Syllabus for APEC 8222: Big Data Methods in Economics
This is the syllabus for APEC 8222 but most of the course content is best viewed at the live-updating website: https://justinandrewjohnson.com/teaching/apec_8222
Fall 2025, 2 credit course.
University of Minnesota
Department of Applied Economics
Location: Ruttan Hall 135B. Zoom available by request but in-class participation is required (except for excused absences) for credit-seeking students.
Meeting times: Tuesdays and Thursdays, 11:45am - 1pm,
Dates: October 21 to December 9
Associate Professor Justin Johnson
Office: 337H Ruttan
Email: jajohns@umn.edu
Readings
Required texts:
Turrell, Arthur. 2025. Coding for Economists. Freely available at https://aeturrell.github.io/coding-for-economists/intro.html
Hastie, Tibshirani, and Friedman. 2009. The Elements of Statistical Learning, 2nd Edition. Springer. This book is available on Robert Tibshirani’s website: http://statweb.stanford.edu/~tibs/ElemStatLearn/.
Optional Texts:
Turrell, Arthur. 2025. Python for Data Science. Freely available at https://aeturrell.github.io/python4DS/welcome.html
Adhikari, Ani, John DeNero, David Wagner. Computational and Inferential Thinking: The Foundations of Data Science. 2nd Edition. Freely available at https://inferentialthinking.com/chapters/intro.html
Mueller and Guido (2017). Introduction to Machine Learning with Python. This book is a purchasable ebook, though the authors have provided free and legal copies in years past on their github page https://github.com/amueller/introduction_to_ml_with_python and elsewhere.

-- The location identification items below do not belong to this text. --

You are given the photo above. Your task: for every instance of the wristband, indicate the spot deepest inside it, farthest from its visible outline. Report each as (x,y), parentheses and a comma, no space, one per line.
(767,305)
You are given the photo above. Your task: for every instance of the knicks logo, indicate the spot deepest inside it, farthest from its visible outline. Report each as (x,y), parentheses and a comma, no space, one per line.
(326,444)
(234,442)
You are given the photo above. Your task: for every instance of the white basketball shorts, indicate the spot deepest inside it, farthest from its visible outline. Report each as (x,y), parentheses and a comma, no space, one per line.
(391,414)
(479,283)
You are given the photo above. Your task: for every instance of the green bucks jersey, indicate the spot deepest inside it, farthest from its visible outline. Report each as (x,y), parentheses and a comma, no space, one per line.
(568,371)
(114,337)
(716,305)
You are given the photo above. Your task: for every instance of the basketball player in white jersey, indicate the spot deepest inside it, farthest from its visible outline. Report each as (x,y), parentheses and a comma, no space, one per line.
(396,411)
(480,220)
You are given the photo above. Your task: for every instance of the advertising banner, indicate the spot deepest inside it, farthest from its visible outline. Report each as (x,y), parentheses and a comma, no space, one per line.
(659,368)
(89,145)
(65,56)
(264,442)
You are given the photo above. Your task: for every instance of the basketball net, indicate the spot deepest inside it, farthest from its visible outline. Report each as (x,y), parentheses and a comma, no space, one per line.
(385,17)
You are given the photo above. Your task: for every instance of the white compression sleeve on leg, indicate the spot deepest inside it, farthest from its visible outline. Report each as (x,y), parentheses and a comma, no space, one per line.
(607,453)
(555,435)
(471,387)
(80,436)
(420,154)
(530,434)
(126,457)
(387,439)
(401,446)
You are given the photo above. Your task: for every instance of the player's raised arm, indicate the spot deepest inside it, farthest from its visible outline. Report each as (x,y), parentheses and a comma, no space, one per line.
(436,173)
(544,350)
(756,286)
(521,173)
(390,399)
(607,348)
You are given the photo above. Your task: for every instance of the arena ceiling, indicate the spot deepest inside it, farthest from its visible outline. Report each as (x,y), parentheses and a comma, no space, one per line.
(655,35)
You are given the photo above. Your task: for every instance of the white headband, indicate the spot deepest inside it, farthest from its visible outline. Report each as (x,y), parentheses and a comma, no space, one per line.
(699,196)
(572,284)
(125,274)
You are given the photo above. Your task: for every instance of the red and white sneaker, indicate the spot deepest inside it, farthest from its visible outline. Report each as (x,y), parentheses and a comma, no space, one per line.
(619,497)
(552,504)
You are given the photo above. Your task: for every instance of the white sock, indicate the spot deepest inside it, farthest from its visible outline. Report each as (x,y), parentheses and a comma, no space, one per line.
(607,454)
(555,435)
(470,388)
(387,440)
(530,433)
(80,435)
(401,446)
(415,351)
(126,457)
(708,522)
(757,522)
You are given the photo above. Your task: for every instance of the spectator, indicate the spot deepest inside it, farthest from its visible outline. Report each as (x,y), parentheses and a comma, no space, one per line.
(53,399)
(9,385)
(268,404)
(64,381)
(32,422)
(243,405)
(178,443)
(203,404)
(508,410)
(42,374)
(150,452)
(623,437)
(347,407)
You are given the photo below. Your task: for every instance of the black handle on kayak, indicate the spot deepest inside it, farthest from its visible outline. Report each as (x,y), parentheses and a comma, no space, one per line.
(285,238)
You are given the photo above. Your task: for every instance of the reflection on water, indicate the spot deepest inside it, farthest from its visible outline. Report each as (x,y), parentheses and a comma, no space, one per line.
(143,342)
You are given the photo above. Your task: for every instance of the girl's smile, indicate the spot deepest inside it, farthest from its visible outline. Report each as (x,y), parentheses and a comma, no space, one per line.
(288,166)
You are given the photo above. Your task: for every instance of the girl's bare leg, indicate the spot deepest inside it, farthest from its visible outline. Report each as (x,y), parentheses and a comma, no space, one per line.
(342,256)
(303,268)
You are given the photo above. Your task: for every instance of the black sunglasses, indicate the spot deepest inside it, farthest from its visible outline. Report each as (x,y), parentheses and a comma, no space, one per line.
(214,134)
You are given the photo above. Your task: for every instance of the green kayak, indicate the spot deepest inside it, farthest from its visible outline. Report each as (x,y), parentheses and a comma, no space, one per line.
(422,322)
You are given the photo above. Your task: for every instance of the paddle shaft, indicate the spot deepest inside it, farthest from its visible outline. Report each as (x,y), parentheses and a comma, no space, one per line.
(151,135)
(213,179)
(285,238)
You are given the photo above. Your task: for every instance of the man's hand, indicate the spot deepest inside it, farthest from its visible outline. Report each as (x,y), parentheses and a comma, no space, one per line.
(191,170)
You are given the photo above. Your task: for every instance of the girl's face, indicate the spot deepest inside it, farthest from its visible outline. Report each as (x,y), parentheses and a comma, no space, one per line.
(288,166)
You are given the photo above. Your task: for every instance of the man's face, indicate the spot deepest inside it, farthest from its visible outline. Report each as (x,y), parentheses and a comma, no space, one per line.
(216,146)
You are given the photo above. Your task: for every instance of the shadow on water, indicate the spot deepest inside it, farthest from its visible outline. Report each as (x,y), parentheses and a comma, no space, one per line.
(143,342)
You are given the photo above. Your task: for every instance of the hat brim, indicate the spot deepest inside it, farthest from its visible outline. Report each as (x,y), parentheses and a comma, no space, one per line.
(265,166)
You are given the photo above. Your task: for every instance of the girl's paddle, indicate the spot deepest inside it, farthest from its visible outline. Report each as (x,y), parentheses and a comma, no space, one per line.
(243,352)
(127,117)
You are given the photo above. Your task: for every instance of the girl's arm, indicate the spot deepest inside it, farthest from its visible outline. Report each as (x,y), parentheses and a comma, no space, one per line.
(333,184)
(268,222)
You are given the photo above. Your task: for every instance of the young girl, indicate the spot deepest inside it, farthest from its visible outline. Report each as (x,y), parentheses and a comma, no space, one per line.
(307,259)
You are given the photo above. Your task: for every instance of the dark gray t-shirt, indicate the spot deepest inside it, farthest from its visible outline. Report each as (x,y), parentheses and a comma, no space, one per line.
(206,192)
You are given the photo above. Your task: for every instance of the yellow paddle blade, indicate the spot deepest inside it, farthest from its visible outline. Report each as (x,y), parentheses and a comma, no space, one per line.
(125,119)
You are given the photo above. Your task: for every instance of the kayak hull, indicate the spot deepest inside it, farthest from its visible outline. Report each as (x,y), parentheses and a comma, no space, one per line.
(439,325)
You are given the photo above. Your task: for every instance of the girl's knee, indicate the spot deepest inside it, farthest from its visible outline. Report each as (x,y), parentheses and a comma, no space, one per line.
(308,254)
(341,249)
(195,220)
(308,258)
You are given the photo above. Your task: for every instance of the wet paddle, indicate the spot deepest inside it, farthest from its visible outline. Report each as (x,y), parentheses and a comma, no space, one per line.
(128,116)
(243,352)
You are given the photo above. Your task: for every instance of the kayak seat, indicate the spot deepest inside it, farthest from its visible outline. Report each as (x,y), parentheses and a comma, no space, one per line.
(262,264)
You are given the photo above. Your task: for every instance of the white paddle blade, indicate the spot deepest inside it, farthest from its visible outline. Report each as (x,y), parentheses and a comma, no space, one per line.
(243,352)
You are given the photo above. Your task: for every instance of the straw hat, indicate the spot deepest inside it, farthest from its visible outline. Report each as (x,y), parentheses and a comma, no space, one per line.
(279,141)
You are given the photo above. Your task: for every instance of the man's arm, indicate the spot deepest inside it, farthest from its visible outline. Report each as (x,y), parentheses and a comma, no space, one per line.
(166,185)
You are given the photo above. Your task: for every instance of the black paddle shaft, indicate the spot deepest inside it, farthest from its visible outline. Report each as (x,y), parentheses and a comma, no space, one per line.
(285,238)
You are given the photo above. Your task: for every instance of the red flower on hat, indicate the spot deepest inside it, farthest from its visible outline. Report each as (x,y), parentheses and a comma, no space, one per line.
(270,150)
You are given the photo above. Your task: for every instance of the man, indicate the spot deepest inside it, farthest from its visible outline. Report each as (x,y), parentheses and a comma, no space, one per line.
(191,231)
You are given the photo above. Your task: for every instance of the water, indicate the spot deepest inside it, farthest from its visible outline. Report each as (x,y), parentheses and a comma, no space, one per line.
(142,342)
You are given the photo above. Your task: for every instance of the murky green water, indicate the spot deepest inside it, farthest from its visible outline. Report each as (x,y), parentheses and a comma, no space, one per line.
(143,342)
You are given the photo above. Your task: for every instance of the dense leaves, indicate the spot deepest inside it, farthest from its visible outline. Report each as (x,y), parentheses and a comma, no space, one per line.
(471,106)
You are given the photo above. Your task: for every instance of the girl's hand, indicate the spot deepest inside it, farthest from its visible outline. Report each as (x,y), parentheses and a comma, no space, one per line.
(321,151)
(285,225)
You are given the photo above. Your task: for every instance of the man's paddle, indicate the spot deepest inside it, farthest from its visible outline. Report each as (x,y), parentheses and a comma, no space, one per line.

Additional readings and materials will available in the course google drive
Course Description
Challenges, techniques, and opportunities presented by data that has one or more of the following characteristics: large, unstructured, high frequency, variable quality. The course will consist of three parts: 1) computational tools for applying standard econometric techniques on large datasets, 2) working with new types of data, such as unstructured data (e.g. images, text) and web-scraped data, and 3) application of machine learning, AI and other new statistical learning techniques (e.g. classifiers, regression trees, machine learning, neural nets). This course is intended to be a broad introduction to many domains of knowledge with the goal of orienting students towards where they could learn more detailed information relevant to their research.
Prerequisites
APEC 8221 or equivalent programming course: APEC 5031 or equivalent econometrics course.
Objectives
You should leave this course with an understanding of and ability to estimate standard econometric models on large datasets, produce datasets for analysis from unstructured data, and apply several statistical learning techniques to answer economic questions. In particular, you will be able to
Estimate standard econometric models on datasets containing millions of records
Understand cross-validation approaches
Assess the strengths and weaknesses of statistical learning techniques and evaluate their applicability to questions of causal inference.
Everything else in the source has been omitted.